Claude is just a law clerk.
Fair questions. I disagree, because I think the norms of authorship for legal opinions and scholarship are different.
Judicial opinions are exercises of formal government power, and the fact that one judge signs it is just a convention. Say there’s a federal court of appeals case heard by a three-judge panel of Judge Ay, Judge Bee, and Judge Cee. If the panel hands down a published ruling, what makes the document important is that the formalities are met. It’s a ruling in the case issued by a three-judge panel authorized to issue it that is binding authority in the circuit. It really does’t matter who formally signed the ruling. It’s equally important as precedent whether it is signed by Judge Ay, Bee, or Cee, or whether it is unsigned and issued per curiam.

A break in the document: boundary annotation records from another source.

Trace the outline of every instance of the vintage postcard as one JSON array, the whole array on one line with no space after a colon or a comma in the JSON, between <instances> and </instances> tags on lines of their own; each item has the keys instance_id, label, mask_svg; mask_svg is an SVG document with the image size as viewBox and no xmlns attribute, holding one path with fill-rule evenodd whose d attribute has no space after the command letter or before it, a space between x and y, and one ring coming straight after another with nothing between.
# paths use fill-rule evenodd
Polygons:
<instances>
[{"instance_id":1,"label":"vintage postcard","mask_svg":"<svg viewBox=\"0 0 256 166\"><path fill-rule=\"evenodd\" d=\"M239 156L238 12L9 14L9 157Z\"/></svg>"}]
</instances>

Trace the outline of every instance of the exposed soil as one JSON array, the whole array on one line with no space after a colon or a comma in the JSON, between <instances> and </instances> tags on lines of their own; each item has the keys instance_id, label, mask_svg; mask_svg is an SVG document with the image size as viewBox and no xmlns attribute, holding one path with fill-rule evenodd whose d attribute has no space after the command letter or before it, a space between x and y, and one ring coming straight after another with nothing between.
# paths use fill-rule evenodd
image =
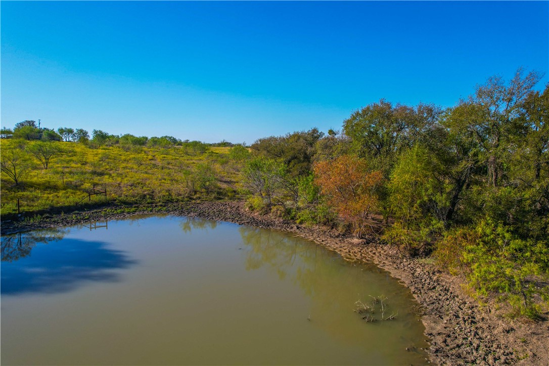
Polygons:
<instances>
[{"instance_id":1,"label":"exposed soil","mask_svg":"<svg viewBox=\"0 0 549 366\"><path fill-rule=\"evenodd\" d=\"M4 221L2 234L122 218L150 213L150 206L131 213L115 210L45 215L35 222ZM134 208L135 208L134 207ZM119 210L123 211L123 210ZM154 210L288 232L312 240L350 261L373 262L409 288L420 305L431 362L440 365L549 365L549 322L511 320L489 306L481 307L462 289L462 279L438 271L421 259L403 257L394 247L353 239L335 230L305 227L248 212L242 202L170 205Z\"/></svg>"}]
</instances>

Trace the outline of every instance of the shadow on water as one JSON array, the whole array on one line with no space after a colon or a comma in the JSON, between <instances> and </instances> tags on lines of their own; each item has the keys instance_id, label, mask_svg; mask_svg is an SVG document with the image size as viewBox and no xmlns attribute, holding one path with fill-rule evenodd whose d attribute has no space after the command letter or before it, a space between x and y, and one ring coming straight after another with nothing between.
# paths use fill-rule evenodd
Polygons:
<instances>
[{"instance_id":1,"label":"shadow on water","mask_svg":"<svg viewBox=\"0 0 549 366\"><path fill-rule=\"evenodd\" d=\"M100 241L61 240L66 229L18 233L2 238L2 295L58 293L89 281L115 282L113 270L136 262ZM52 243L48 245L37 245ZM32 251L31 255L31 251Z\"/></svg>"}]
</instances>

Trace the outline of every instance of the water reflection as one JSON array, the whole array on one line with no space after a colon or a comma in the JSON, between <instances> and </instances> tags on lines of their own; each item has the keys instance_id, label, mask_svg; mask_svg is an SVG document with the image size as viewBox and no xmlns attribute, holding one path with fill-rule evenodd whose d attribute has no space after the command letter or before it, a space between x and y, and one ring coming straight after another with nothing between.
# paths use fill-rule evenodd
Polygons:
<instances>
[{"instance_id":1,"label":"water reflection","mask_svg":"<svg viewBox=\"0 0 549 366\"><path fill-rule=\"evenodd\" d=\"M97 229L102 229L103 228L105 228L105 230L109 229L109 221L105 220L104 221L92 221L90 222L87 222L84 224L80 224L78 226L80 228L86 228L89 229L89 231L92 230L96 230Z\"/></svg>"},{"instance_id":2,"label":"water reflection","mask_svg":"<svg viewBox=\"0 0 549 366\"><path fill-rule=\"evenodd\" d=\"M415 316L407 290L398 286L386 273L373 265L344 261L334 252L302 239L272 230L240 227L240 235L248 250L247 270L267 266L281 279L299 285L312 302L312 318L316 324L348 341L355 342L352 334L341 331L344 318L352 313L359 299L384 295L389 298L386 311L399 317L385 327L401 328ZM378 329L380 323L368 324Z\"/></svg>"},{"instance_id":3,"label":"water reflection","mask_svg":"<svg viewBox=\"0 0 549 366\"><path fill-rule=\"evenodd\" d=\"M3 235L1 242L2 261L12 262L30 254L38 243L48 244L59 241L69 233L69 229L53 228Z\"/></svg>"},{"instance_id":4,"label":"water reflection","mask_svg":"<svg viewBox=\"0 0 549 366\"><path fill-rule=\"evenodd\" d=\"M105 243L74 239L59 241L65 233L41 230L3 237L0 293L64 292L90 281L116 281L119 275L113 270L136 263ZM59 243L47 247L37 246L52 241Z\"/></svg>"},{"instance_id":5,"label":"water reflection","mask_svg":"<svg viewBox=\"0 0 549 366\"><path fill-rule=\"evenodd\" d=\"M213 230L217 226L217 222L207 220L200 217L186 217L185 221L180 223L180 227L183 233L191 233L193 229L198 230Z\"/></svg>"}]
</instances>

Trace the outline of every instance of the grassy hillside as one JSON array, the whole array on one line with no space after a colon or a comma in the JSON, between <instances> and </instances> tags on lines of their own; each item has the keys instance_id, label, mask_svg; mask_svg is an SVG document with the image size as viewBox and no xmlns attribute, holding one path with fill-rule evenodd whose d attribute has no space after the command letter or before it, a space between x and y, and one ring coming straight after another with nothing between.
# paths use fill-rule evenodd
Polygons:
<instances>
[{"instance_id":1,"label":"grassy hillside","mask_svg":"<svg viewBox=\"0 0 549 366\"><path fill-rule=\"evenodd\" d=\"M3 159L21 151L30 169L18 185L2 172L1 215L32 213L58 207L74 208L104 202L97 195L88 201L86 192L95 186L106 188L107 200L118 203L158 203L191 197L213 198L236 194L236 169L227 154L229 148L212 147L193 153L181 147L120 146L97 148L79 143L49 142L61 152L47 168L31 154L40 142L0 140ZM23 144L23 146L22 146Z\"/></svg>"}]
</instances>

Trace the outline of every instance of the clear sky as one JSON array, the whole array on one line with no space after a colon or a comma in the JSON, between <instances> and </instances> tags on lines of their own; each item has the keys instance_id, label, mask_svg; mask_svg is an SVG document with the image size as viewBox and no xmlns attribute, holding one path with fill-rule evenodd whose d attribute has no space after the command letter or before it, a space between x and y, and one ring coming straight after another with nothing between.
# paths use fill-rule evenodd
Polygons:
<instances>
[{"instance_id":1,"label":"clear sky","mask_svg":"<svg viewBox=\"0 0 549 366\"><path fill-rule=\"evenodd\" d=\"M549 2L0 2L1 124L251 143L549 81Z\"/></svg>"}]
</instances>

Plus, we don’t think it’s really just the judge who signed the opinion whose view is reflected within it. We understand that an opinion signed by Judge Cee was really the collective view of all three judges. Perhaps it’s more that of Judge Cee than the other judges, but it’s something that Judges Ay and Bee could go along with, too.
In that setting, where individual authorship really doesn’t matter and the document is important because of the formalities, it makes sense that we wouldn’t have a law clerk’s signature on an opinion they helped draft (or, in some cases, drafted entirely). The opinion is an institutional message, and it’s the institution that matters. The names on the document don’t matter much, but they understandably reflect those in the institutions who have the power over the message.
I see scholarly norms as different, at least when it comes to traditional law review articles. With scholarship, the scholar is saying, this is my view. I see the norms of scholarship as more like that of a soloist at a jazz concert. At a jazz concert, the solo is the musician’s time to make a statement. If a tenor saxophonist gets up on the bandstand to begin their solo and instead pulls out a phone and hits “play,” playing back a recorded solo performed by John Coltrane, we wouldn’t say that the soloist is just as fantastic as John Coltrane. We wouldn’t celebrate the soloist for expertly finding that Coltrane solo and skillfully hitting “play” at the right time. Instead, we would feel cheated. The soloist was supposed to make a statement, and instead he made no statement of his own at all.
I get that such norms can be contingent. What kinds of expression are valuable for their individuality, and which kinds are not, is something to debate rather than to logically resolve. And at some point, the selection of others’ works can become a kind of statement of its own. But when it comes to AI, or at least my own AI-generated scholarship, I see AI as doing more than just executing my formal directives. So I see the scholarly norms as different, and I don’t see AI as “just a law clerk.”
Or so it seems to me. Curious what others think on this.